Makayla Holmes – Sonoraville FFA
Makayla is a senior at Sonoraville High School. She has grown up on her family’s beef cattle operation, Holmes Cattle Company (HCC), which runs fifty head of Sim-Angus cattle. Beginning in middle school, Makayla had duties within the operation that have grown from feeding to administering medication, breaking show prospects, assisting with genetic decisions and coordinating the marketing efforts of HCC. Makayla plans to pursue a bachelor’s degree in biology, then study large animal reproduction and eventually manage her own beef cattle herd. Makayla’s parents are Keith and Charlotte Holmes, and her agricultural education teacher is Dr. Sara Clark.

Murdock Wynn – Colquitt County FFA
Murdock Wynn is a senior at Colquitt County High School. In 1998 Murdock’s family purchased a 650 sow hog operation. Today that operation has grown to over 2,500 sows while remaining farrow to finish. Murdock is involved in all aspects of the operation including feeding, sanitizing buildings and facilities, genetics and processing of baby piglets. Murdock plans to pursue a degree in animal science and agribusiness, then grow his family’s hog operation. Murdock’s parents are Ronnie and Penny Wynn and his agricultural education teachers are Mr. Stacey Beacham, Mrs. Adrienne Smith, and Mr. Gene Hart.

Finalists for State Star in Agriscience

Hunter Corbett – Lowndes County FFA
Hunter is a senior at Lowndes County High School. When he entered agricultural education in middle school, Hunter knew that he needed an SAE and had great interest in research, so he chose a project that allowed him to use the scientific method to solve an environmental problem. He proved, over a five-year period, that waste agricultural product cotton gin trash could have completely cleaned up the 2010 BP oil spill. Hunter plans to attend medical school. His parents are Dr. James and Mrs. Tracy Corbett, and his agricultural education teachers are Dr. James Corbett, Mr. Quinton Hadsock and Mr. Michael Barnes.

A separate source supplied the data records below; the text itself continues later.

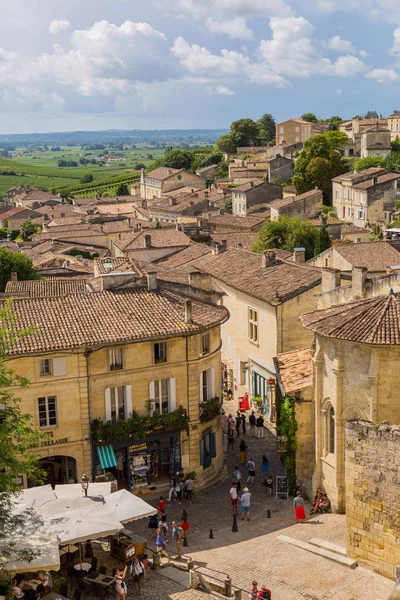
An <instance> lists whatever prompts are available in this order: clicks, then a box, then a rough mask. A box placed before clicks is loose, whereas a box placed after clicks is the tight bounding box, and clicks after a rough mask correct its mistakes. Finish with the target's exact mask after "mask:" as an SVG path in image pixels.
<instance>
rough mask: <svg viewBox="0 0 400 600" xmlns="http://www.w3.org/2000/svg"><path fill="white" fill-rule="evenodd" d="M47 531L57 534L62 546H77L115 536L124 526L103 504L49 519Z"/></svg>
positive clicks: (52, 516) (70, 510)
mask: <svg viewBox="0 0 400 600" xmlns="http://www.w3.org/2000/svg"><path fill="white" fill-rule="evenodd" d="M45 529H46V531H48V532H51V533H57V535H58V537H59V538H60V543H62V544H76V543H78V542H84V541H86V540H95V539H97V538H99V537H106V536H107V535H113V534H115V533H117V532H118V531H119V530H120V529H122V525H121V523H120V522H119V521H118V519H117V518H116V517H115V516H114V515H113V514H112V513H111V512H110V509H108V508H106V507H105V506H103V505H102V504H100V505H98V504H91V505H90V506H88V507H86V508H77V509H75V510H66V511H64V512H62V513H58V514H55V515H53V516H52V517H49V518H47V519H46V520H45Z"/></svg>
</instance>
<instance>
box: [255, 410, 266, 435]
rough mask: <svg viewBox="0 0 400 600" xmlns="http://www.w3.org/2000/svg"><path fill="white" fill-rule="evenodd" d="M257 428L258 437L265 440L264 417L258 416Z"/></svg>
mask: <svg viewBox="0 0 400 600" xmlns="http://www.w3.org/2000/svg"><path fill="white" fill-rule="evenodd" d="M256 428H257V437H258V438H259V439H260V438H263V437H264V418H263V416H262V415H258V417H257V421H256Z"/></svg>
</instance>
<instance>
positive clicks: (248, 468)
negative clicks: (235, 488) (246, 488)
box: [247, 458, 256, 483]
mask: <svg viewBox="0 0 400 600" xmlns="http://www.w3.org/2000/svg"><path fill="white" fill-rule="evenodd" d="M247 472H248V474H249V476H248V478H247V483H254V477H255V476H256V463H255V462H254V460H253V459H252V458H250V460H249V461H247Z"/></svg>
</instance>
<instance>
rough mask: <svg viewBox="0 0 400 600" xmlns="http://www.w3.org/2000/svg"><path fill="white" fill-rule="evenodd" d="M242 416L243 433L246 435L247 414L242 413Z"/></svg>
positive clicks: (241, 416)
mask: <svg viewBox="0 0 400 600" xmlns="http://www.w3.org/2000/svg"><path fill="white" fill-rule="evenodd" d="M240 418H241V420H242V434H243V435H244V434H245V433H246V415H245V414H244V413H242V416H241V417H240Z"/></svg>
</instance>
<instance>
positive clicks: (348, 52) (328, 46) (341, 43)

Viral Patel – Madison County FFA
Viral is a senior at Madison County High School. As a freshman, Viral enrolled in both a chemistry class and a basic agriculture class, and found a research topic he could use for both classes. Viral began researching the topic of super cooling, the phenomenon by which the temperature of a solution or food material is reduced below its freezing point without ice crystallization occurring. He began super cooling peas and strawberries as part of his Food Science & Technology SAE. Over the past four years, Viral has used the scientific method to complete three different experiments impacting the preservation of food. He plans to earn a degree in agricultural education and become an agriculture teacher. Viral’s parents are Kaushik and Dharmistha Patel, and his agricultural education teachers are Mr. Kathrine Bell, Mrs. Cindy Jones, Mr. Deion Latimer and Ms. Kalie Hall.

Rachel Solomon – Northeast Bibb FFA
Rachel is a senior at Northeast Bibb High School. For the past two years, she has maintained a research SAE focusing on the effects of the microbial fuel cell on kalanchoe plants and how to calculate chlorophyll content of a plant using Arnon’s equation. Rachel says she became intrigued with the concept of researching the current state of the world’s energy reservoir. She began to create a plan for displaying the qualities of the microbial fuel cell that could improve the agriculture industry and become a new source of electricity. Rachel plans to pursue a degree in agricultural communications. Her agricultural education teacher is Mrs. Lula Curry Williams.